7

When people talk about MapReduce you think about Google and Hadoop. But what is MapReduce itself? How does it work? I came across this blog post that tries to explain just MapReduce without Hadoop, but I still have some questions.

  • Does MapReduce really have an intermediate phase called grouping as the article describes?

  • Can the grouping phase also be done in parallel or only the map and reduce phases?

  • Does the map and reduce operations described in the article make sense for the problem proposed (indexing web pages by keywords)? They look too simple to me.

  • Is the main purpose of MapReduce really just parallelization when indexing large amounts of data?

  • Do you think too many people know Hadoop without understanding the fundamentals of MapReduce? Is it a problem?

4 Answers4

4

MapReduce actually has a grouping phase. The map phase essentially consists in transforming inputs into pairs of (key,value) elements. Because the reduce phase consists in "aggregating" all the values associated to the same key, you cannot avoid the need to group all values by key before the reduce phase. This may need a lot of time since values must be shuffled over the cluster.

The grouping phase can be made in parallel. Basically, a cluster node is associated to each generated key. Then, all the generated pairs of (key, value) are sent to the node associated to their key. This typically leads to an important network overload, and this phase is considered as network bounded.

The indexing of Web pages by keyword is a typical application of MapReduce. More generally, dictionary reversing can almost directly be described as a MapReduce task. You can see it as a process for building a basic search engine: you want to find Web sites containing à particular keyword. Because you don't have time to browse all the sites for each incoming query, you have to prepare a reverse dictionary of (keyword, websites).

MapReduce is not limited to indexing tasks. The map and reduce tasks can be less or more complex than those required for an indexing. You can also combine several map and reduce tasks for carrying out more complex data processing. For instance, Apache Pig provides a SQL-like language for describing "complex" MapReduce jobs.

I don't think you can correctly use Hadoop (directly) without mastering its basis. You cannot correctly describe a map or a reduce task if you don't understand how the framework will use it for processing submitted data. A deeper understanding of the MapReduce mechanism also helps to understand why a job takes so long, or why adding CPUs will not help to reduce processing time.

mgoeminne
  • 1,158
  • 6
  • 11
  • That's great! Thanks very much. One additional question: did you see any mistake or incorrect information on the referred article? – Eddie Bravo Jan 07 '17 at 09:24
  • I have not tested the source code, but the ideas seem OK. However, as I said, the grouping phase is also "parallelised" in MapReduce since you can "displace" all your pairs simultaneously. Naively, you could associate an id to each of your N nodes (from 0 to N-1), then simultaneously calculate the hash of each key h(k) and send the pair (k,v) to node h(k) mod N. Please note you don't have to finish the map phase before starting the shuffling, so MapReduce is, for multiple reasons, more efficient than the code proposed in the blog poste. – mgoeminne Jan 07 '17 at 09:49
4

But what is MapReduce itself?

I think it's best to start from the basics:

  • map is an operation that applies a single-argument function to a sequence of inputs, producing an equal-sized sequence of outputs.

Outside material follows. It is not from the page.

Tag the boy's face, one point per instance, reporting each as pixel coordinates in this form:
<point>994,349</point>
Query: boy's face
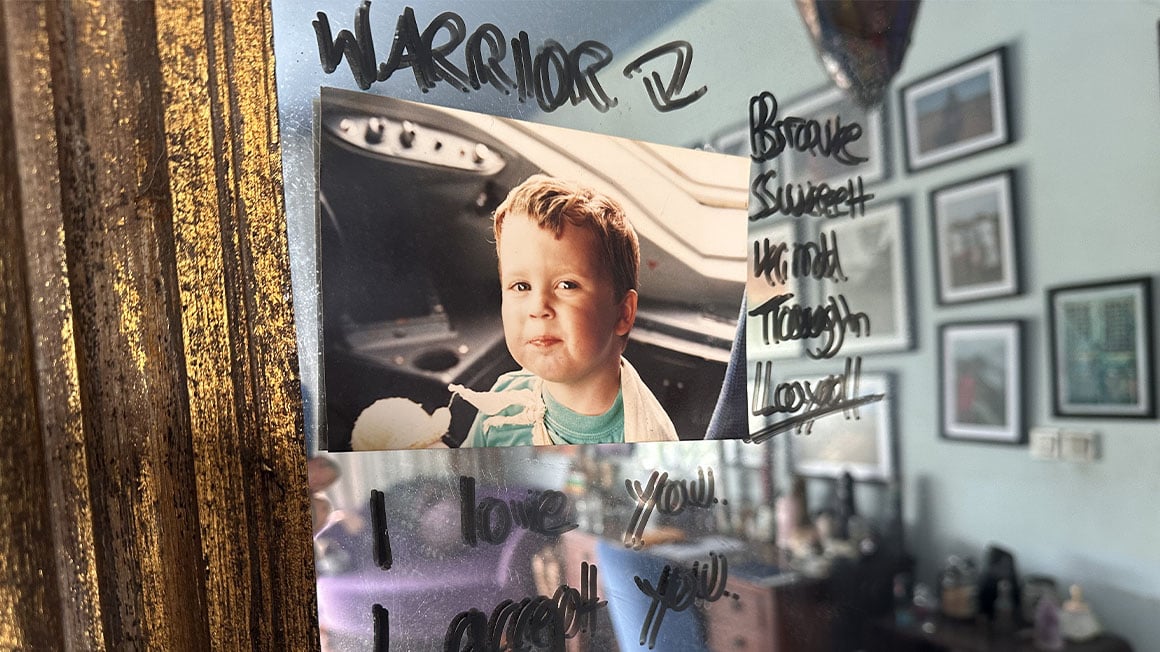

    For example, assume an sequence of inputs [1, 2, 3] and a function f(x) => x * 2. The output would be [2, 4, 6].

    As long as map is given a pure function -- one without side-effects -- this operation is completely parallelizable.

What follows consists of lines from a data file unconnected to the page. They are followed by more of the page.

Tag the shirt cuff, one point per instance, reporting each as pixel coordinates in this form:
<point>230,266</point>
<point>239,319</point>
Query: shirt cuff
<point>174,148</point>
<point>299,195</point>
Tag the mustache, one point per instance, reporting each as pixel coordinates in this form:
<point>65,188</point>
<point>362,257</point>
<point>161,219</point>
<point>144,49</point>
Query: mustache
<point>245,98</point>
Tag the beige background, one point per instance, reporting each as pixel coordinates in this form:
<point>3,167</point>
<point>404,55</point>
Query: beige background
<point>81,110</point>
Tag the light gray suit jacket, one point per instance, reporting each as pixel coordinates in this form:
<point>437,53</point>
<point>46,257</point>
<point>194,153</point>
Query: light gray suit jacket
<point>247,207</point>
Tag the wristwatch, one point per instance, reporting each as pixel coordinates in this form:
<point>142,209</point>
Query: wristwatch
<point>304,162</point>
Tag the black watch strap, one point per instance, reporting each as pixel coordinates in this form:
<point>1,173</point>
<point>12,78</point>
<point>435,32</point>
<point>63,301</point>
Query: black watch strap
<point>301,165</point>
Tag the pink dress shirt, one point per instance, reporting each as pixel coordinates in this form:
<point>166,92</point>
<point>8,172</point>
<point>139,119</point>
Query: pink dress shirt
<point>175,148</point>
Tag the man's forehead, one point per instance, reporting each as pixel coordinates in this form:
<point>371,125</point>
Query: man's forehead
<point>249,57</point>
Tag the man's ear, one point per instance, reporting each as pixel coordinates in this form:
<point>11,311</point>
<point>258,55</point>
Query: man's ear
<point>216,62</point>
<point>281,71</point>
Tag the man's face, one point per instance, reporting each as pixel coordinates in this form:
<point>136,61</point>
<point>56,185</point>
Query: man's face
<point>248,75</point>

  • reduce is an operation that applies two-argument function to a sequence of inputs. For each element in the sequence, one argument is the return value from the previous invocation, and the second argument is the element.

    For example, consider the sequence [2, 4, 6] and a function f(x,y) => x + y. The output would be 12 (assuming that the initial value for x is 0).

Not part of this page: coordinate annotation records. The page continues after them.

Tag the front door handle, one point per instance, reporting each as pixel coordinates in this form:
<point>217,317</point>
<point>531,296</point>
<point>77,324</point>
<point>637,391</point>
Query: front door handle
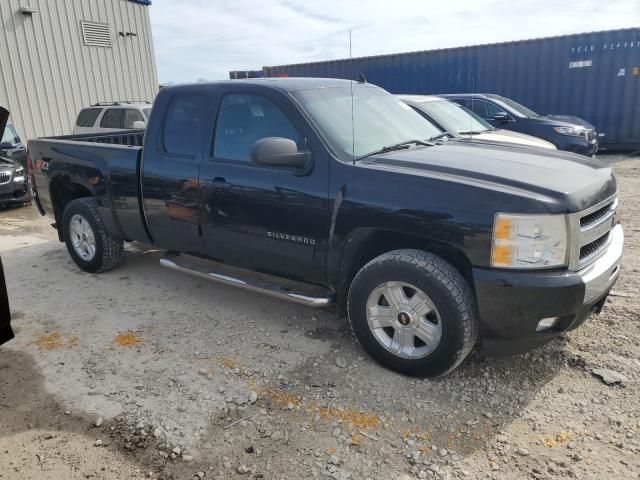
<point>219,183</point>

    Since reduce relies on the previous output, this operation is sequential (I know, the linked article says that reduce is parallellizable; I'll get to that).

How does it work?

That depends on the implementation. It could happen entirely in memory (for example, the Java8 Stream framework). Or it could be distributed, as in the case of Hadoop. I'll assume that you mean the latter.

The basic idea of Hadoop is that it breaks the input (nominally a group of files) into a sequence of sequences, which then be processed by a parallel map operation. There are a couple of differences, however, between Hadoop and the map-reduce operations I described above:

  • The output of a map operation is actually a sequence, which Hadoop then flattens (so, it's like the example above takes [1, 2, 3] and produces [[1,2,3], [2,4,6], [3,6,9]], which Hadoop translates to [1, 2, 2, 3, 2, 4, 6, 3, 6, 9]).
  • The sequences of objects are actually sequences of key-value pairs. Your code may care about the key, the value, or both.
  • The framework partitions the output of the map operation by key, so the reduce operation is called once for each key produced by the mapper (so can be parallelized).

So, here's (roughly) how Hadoop processes the WordCount example program

  1. The Hadoop framework reads each of the files configured for the job, and partitions them into sequences of lines.
  2. Each sequence is fed to a mapper, as a key-value pair. The mapper ignores the key, and breaks the value into zero or more words.
  3. The mapper then writes one pair for each token in the input line: the key is the word, and the value is the number 1 (because the word has been seen once). The mapper could be smarter, and count the number of times that each word appears, writing key-value pairs for distinct words (this might make sense if the input were entire files, rather than lines).
  4. The framework groups mapper outputs by key, producing a sequence of key-value pairs where the value is itself a sequence.
  5. The framework then calls a reducer for each key-sequence pair. Since these are independent, they can be parallelized.
  6. The reducer sums all the values in the sequence, and emits a single key-value pair (you could really think of this as just another map operation).
  7. The framework writes those key-value pairs to the output file (and if you think of the reducer as a map operation, then the framework itself does the reduce ... probably best not to go down that path).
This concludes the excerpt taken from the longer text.